December 15, 2013

Investment Management Done Right

Investment Management Done Right always starts with one simple question: “What do you want?” Do you want to retire early? Do you want to change careers? Do you want to build a cabin in the woods, or a cottage on the lake? Do you want to take a sabbatical and travel the world for a year? Or two? Or do you just want to make sure that you can live comfortably throughout your retirement?

words-risk-and-reward-smallWhatever your answer, the process of planning – identifying, quantifying, prioritizing and stress-testing your financial goals – is fundamental to maximizing the odds that you, in fact, will get what you want.

Investment Management Done right involves a long, thoughtful conversation about your goals, your prioritization of those goals, and the skillful adjustment of the various “levers of financial freedom” that can help you realize those goals.
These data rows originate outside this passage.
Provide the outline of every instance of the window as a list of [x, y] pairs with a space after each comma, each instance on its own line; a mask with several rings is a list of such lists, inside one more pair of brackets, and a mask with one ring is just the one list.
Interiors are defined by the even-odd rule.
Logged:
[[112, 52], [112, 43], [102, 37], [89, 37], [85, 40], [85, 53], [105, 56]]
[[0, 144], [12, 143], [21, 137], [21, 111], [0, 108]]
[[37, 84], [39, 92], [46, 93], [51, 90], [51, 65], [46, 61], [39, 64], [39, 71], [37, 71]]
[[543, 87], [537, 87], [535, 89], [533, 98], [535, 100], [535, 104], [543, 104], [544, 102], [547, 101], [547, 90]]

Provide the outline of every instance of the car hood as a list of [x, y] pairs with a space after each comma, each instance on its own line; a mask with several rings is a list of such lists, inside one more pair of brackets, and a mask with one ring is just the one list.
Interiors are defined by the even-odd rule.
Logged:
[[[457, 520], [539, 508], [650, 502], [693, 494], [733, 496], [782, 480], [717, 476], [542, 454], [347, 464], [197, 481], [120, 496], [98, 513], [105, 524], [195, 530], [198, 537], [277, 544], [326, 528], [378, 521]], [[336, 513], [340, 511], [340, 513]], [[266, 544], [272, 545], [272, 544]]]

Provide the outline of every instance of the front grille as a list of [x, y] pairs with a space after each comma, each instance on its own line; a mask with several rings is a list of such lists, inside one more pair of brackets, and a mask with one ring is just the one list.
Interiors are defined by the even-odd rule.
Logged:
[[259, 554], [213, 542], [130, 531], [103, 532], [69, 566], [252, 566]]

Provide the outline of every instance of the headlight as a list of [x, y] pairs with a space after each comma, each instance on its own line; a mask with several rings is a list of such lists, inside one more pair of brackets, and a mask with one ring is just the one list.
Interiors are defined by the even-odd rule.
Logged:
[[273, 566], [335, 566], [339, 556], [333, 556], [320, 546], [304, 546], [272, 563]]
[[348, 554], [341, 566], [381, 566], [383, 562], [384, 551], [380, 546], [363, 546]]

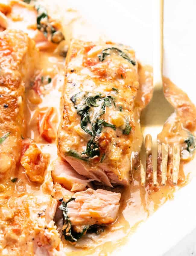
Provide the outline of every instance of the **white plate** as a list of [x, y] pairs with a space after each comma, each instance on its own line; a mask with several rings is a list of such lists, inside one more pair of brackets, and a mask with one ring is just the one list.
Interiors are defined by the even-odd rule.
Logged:
[[[151, 1], [71, 2], [95, 30], [97, 28], [97, 33], [103, 31], [112, 41], [131, 45], [138, 59], [152, 64]], [[196, 7], [195, 0], [165, 0], [164, 65], [164, 75], [195, 104]], [[175, 194], [173, 201], [141, 225], [126, 246], [116, 248], [112, 255], [163, 255], [196, 227], [196, 192], [194, 178]]]

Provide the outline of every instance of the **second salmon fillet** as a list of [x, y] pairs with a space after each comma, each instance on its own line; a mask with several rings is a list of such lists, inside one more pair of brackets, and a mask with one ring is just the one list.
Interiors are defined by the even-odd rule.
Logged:
[[139, 86], [134, 51], [74, 40], [66, 58], [59, 155], [80, 174], [127, 185]]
It is a process of identifying what you value most and finding a path to get there that avoids unnecessary risk.

What are those “levers”? Fundamentally, there are just two: Cash Flow and Risk. Everything controllable in investment planning rolls up into those two variables. Cash Flow is the amount of money coming into or going out of your household, both now and in the future. During your working years, it’s usually positive as you (hopefully) spend less than you earn so that you can save for your retirement (or any other financial goal you may have). During retirement, it’s often negative as you draw from the savings you accumulated during your working years to meet your retirement income needs.
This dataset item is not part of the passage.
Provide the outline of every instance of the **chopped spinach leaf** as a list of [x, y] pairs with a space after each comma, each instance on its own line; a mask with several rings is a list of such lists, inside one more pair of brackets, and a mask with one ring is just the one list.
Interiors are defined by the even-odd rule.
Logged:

The second lever, Risk, is the price you have to pay to earn a return on your savings. Risk and return are inextricably related and, while you can expose yourself to risk without earning a return, you cannot earn a return without exposing yourself to some level of risk (even federally-insured certificates of deposit carry certain risks). However, not all risks are created equal. There are good investment risks – risks that are often worth taking because they have positive expected returns; and there are bad investment risks – risks that are completely unnecessary or whose associated returns are most likely to be negative. The key, then, is to avoid the bad risks and embrace the good risks – but only to the extent that doing so buys you something of significant value – such as a secure retirement.

Focusing on the two levers – Cash Flow and Risk – will allow you to build a more resilient plan: a plan that can weather future financial storms and that’s better able to cope with whatever curve-balls life (or the markets) throw at you; a plan that can provide you with confidence that you’ll attain the goals you value most, while avoiding unnecessary investment risk.